Lantas, aku menengadah bertanya pada langit-langit ruangan ini. Laptop didepanku hanya memandangiku. Kulihat pantulan wajahku pada layar laptop itu. Kali ini sehelai pashmina menutupi rambutku.
“Lu pake kerudung, ya, sekarang? Gak salah? Tobat lu?” kata mereka.
“Faiq yang bilang. Katanya, biar gue gak digangguin orang iseng,” tuturku sebagai jawaban. 
“Haha .... Kalau lu pake kerudung karena Faiq, mending copot aja kerudung lu. Niat lu gak bener tuh. Karena cowok. Bukan karena Tuhan. Lu jadi diri lu aja,”  ujar mereka dengan nada ejekan.

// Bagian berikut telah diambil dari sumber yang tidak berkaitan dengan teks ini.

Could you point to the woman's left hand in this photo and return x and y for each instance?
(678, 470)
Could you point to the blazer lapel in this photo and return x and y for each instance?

Kiranya itu yang tak asing lagi di telinga ini. Niatku ini memang tidak benar. Belum. Siapa tahu kedepannya rasa malu mampu menjalar sampai ke hatiku. Hingga Tuhan menerima niat berhijabku.
Semua ini hanyalah tentang waktu. Orang bilang, cara kita betul-betul mengetahui sedalam apa seseorang menyayangi kita hanyalah melalui waktu. Bagaimanapun sakitnya, tiada pernah berubah, tiada pernah berkurang, tiada pernah bosan. Waktu. Mestilah bukan seminggu, dua minggu, atau sebulan, dua bulan, melainkan tahun ke tahun. Yang juga tentunya bukan setahun atau dua tahun.
Hari ini hujan menjebakku dalam kedai kopi. Secangkir moccachino hangat menemani hariku yang dingin. Keramaian orang-orang yang tertawa dan bercanda di meja seberang justru menambah ironi sepinya diri ini. Bosan menyeruak dalam dadaku. Aku menghela napas panjang.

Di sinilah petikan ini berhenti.